十二 芳川

文字数 1,044文字

 今日は鷹野良平の訃報のため、店に客は来なかった。いつもタバコ臭くなる髪も今日は匂わない。佐枝はバスルームで熱めのシャワーを浴びた。

 明日、店で話せるのに、なぜ、私は芳川に電話したのだろう。芳川が何をするか薄々わかっていたのに馬鹿な事をした・・・。
 鷹野良平が死亡した昨夜水曜はリンドウの定休日だ。芳川は、昨夜、何をしていたのだろう。一週間前に死亡した鷹野秀人の足取りを探っていたのだろう・・・。
 鷹野秀人が死亡した一週間後に鷹野良平が死亡した。芳川は今度は本気で二人が死亡した理由を調べるだろう・・・。
 佐枝はシャワーのバルブを閉めた。バスタオルで髪を拭いて髪と頭に捲き、もう一枚のバスタオルで身体を包みバスルームを出た。

 冷蔵庫からパーコレーターとサンドイッチを取りだしてダイニングテーブルに置き、グラスにコーヒーを注いで冷えたコーヒーを飲んだ。バーテンダーだからといって酒が好きなわけではない。バーテンダーは生きるための方便だ。
 テレビのスイッチを入れてニュースを見た。鷹野良平に関する報道はなかった。佐枝はサンドイッチを口に入れた。
 おそらく、芳川はリンドウの営業日には動かないだろう。動くの休日だ・・・。
 今日はゆっくり休もう・・・。
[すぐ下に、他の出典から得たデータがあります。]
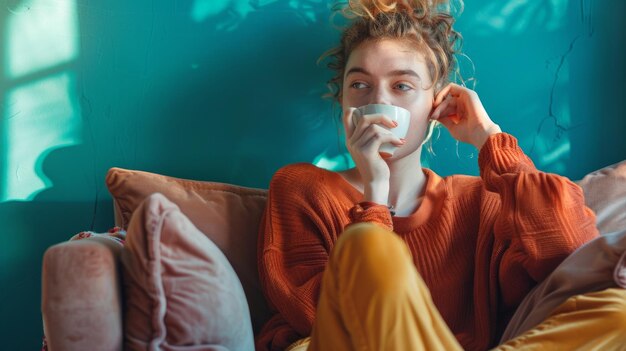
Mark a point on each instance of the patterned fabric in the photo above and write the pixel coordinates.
(116, 234)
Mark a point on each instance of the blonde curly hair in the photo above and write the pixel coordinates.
(423, 24)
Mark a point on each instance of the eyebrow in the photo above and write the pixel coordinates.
(398, 72)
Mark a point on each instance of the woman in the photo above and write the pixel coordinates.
(447, 267)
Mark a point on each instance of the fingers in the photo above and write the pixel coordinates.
(348, 123)
(373, 138)
(444, 109)
(367, 120)
(451, 89)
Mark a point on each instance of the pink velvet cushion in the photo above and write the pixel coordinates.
(180, 290)
(229, 215)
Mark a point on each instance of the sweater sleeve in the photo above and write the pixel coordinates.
(295, 238)
(543, 217)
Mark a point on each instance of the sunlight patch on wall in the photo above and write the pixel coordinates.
(40, 35)
(518, 16)
(40, 111)
(230, 12)
(43, 117)
(334, 163)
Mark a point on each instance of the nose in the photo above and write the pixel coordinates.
(380, 96)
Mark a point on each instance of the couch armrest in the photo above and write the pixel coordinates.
(81, 295)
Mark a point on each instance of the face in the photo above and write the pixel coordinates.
(391, 72)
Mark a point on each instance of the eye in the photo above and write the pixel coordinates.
(403, 87)
(358, 85)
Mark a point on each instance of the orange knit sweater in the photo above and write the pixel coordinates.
(480, 243)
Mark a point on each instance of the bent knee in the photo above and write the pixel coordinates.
(375, 257)
(615, 308)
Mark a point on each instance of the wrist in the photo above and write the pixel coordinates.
(489, 131)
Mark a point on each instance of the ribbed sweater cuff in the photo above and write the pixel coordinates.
(501, 154)
(378, 214)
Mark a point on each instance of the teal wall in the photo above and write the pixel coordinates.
(230, 91)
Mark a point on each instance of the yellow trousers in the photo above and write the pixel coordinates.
(373, 298)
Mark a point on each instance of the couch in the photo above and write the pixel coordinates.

明日、お客が来るだろうか?

 その頃。
 芳川は、北長野駅に近いアパートのダイニングキッチンでテーブルに向い、ロックでウィスキーを飲んでいた。
 佐枝は、なぜ、電話してきた?俺が何をするか知りたかったのか?佐枝はマダムと親しい。もしかしたら、俺の監視をマダムから頼まれたか?マダムは鷹野秀人の事を佐枝に話している。マダムは、鷹野良平から頼まれて動いたはずだ・・・。
 やはり、マダムは俺が鷹野良平から依頼された件を佐枝に話している。俺が危険な事をしないよう佐枝に監視を頼んだのだろう。明日出勤したら、佐枝の様子をみよう・・・。
 芳川は佐枝の電話の理由をそう判断した。

 グラスのウィスキーを飲み終えると芳川はグラスを洗って片づけて隣室へ行き、ベッドに入った。
 まだ、鷹野良平に頼まれた、死亡前の鷹野秀人の足取りを調べていない。鷹野秀人の足取りを探るのは、店が休みの時しかできそうにない。次の定休日、鷹野良平から教えてもらった、鷹野秀人が行っていた飲み屋を覗いてみよう。鷹野秀人の顔見知りに会えるかも知れない・・・。それとも鷹野秀人の高校時代の仲間を探るのが先か?ヤツの仲間に会って、それとなく足取りを探ってみよう・・・。そう思いながら、芳川は目を閉じた。